Desafios da Identificação Pós-Tragédia

A luta contra o tempo no Rio Grande do Sul não é apenas uma corrida contra o relógio, mas também um esforço para trazer paz e fechamento às famílias que perderam entes queridos na tragédia climática que devastou o estado. Até o momento, foram confirmadas 78 mortes, com apenas 42 vítimas identificadas até a noite de domingo. A dimensão dessa tragédia vai além dos números, cada vítima representa uma história, uma família em luto e um vácuo insubstituível na comunidade.

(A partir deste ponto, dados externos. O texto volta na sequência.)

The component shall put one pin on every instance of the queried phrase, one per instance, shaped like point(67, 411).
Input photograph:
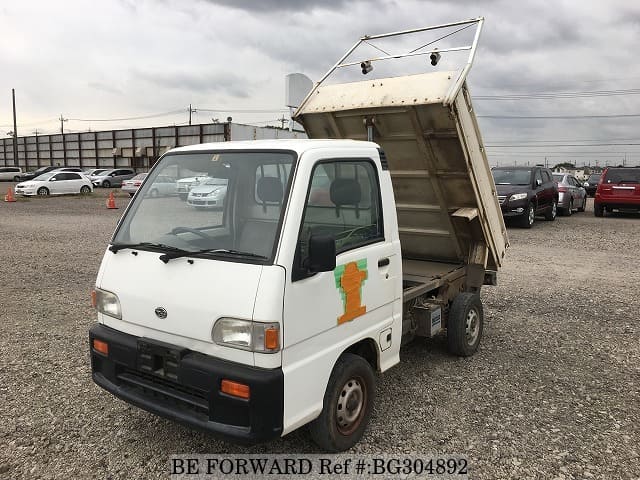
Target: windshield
point(240, 222)
point(512, 177)
point(44, 177)
point(623, 175)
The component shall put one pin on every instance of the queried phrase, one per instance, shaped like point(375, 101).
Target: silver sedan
point(571, 194)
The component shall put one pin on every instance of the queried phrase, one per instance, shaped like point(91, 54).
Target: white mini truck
point(278, 310)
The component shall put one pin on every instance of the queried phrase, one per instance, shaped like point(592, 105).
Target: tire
point(551, 214)
point(527, 219)
point(351, 389)
point(569, 211)
point(584, 205)
point(598, 210)
point(465, 324)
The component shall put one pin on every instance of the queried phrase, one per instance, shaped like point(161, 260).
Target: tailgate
point(445, 196)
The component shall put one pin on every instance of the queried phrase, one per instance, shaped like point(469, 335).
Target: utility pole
point(191, 110)
point(15, 131)
point(62, 120)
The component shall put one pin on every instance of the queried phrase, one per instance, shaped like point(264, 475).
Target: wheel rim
point(472, 327)
point(351, 405)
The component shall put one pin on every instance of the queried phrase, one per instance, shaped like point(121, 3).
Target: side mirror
point(322, 253)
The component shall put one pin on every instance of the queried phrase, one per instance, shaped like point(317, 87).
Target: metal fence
point(138, 148)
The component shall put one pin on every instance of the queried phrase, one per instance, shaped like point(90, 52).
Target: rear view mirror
point(322, 253)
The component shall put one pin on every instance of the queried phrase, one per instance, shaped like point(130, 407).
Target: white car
point(184, 185)
point(56, 183)
point(209, 193)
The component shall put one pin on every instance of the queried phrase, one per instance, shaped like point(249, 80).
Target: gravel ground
point(552, 393)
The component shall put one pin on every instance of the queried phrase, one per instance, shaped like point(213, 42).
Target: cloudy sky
point(573, 63)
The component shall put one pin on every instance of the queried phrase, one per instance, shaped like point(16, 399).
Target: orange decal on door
point(349, 280)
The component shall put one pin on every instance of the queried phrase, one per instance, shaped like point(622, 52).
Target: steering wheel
point(178, 230)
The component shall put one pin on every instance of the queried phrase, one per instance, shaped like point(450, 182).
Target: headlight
point(107, 303)
point(247, 335)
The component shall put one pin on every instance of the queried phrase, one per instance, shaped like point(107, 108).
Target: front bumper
point(184, 386)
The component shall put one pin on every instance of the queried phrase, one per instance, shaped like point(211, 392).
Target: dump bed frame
point(449, 220)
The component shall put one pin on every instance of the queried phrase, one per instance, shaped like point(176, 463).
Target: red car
point(618, 189)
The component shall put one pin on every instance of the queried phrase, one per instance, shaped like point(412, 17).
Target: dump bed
point(445, 196)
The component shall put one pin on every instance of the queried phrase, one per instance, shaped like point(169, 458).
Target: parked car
point(184, 185)
point(131, 186)
point(619, 189)
point(571, 195)
point(10, 173)
point(592, 184)
point(209, 193)
point(55, 183)
point(524, 192)
point(112, 178)
point(36, 173)
point(93, 171)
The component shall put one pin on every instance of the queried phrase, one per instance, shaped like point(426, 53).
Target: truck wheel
point(552, 212)
point(347, 405)
point(464, 326)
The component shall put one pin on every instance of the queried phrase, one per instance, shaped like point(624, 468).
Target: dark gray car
point(112, 178)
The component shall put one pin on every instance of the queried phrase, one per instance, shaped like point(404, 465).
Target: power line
point(555, 95)
point(558, 117)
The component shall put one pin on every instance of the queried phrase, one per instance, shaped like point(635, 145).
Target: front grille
point(186, 398)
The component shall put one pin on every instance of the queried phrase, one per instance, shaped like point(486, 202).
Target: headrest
point(345, 191)
point(270, 189)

Complexidades no Processo de Identificação

A identificação das vítimas, um procedimento normalmente rápido e preciso através de impressões digitais, tornou-se uma tarefa complexa e demorada devido à exposição à água. Com 105 pessoas ainda desaparecidas, a pressão sobre os peritos é enorme. O contato com a água impede a coleta imediata de impressões digitais, prolongando o processo de identificação. O diretor-geral do Instituto Geral de Perícias do Rio Grande do Sul, Maiquel Luís Santos, destaca que o tempo para identificação pode se estender para dois ou três dias devido às condições do corpo afetadas pela umidade. Além disso, os peritos enfrentam desafios adicionais ao lidar com corpos que podem estar severamente danificados pela força das águas e pelos escombros, o que requer técnicas especiais de identificação forense.

Mobilização e Esforços de Resgate

Para enfrentar a possibilidade de acúmulo de corpos aguardando identificação, está sendo considerado o uso de contêineres refrigerados. Todos os servidores do instituto foram convocados para um mutirão de identificação, com cerca de 120 peritos mobilizados nas 10 regionais do estado. Equipes de peritos do Paraná e de Santa Catarina também serão enviadas para auxiliar no processo. Enquanto as equipes de resgate concentram seus esforços em salvar vidas, o trabalho de identificação das vítimas continua. Mais de 20 mil pessoas ilhadas já foram resgatadas, mas o estado ainda se recupera dessa catástrofe sem precedentes. A solidariedade e a cooperação entre os estados vizinhos demonstram a importância da união em momentos de crise, enquanto as comunidades locais se unem para oferecer apoio emocional e material às famílias afetadas.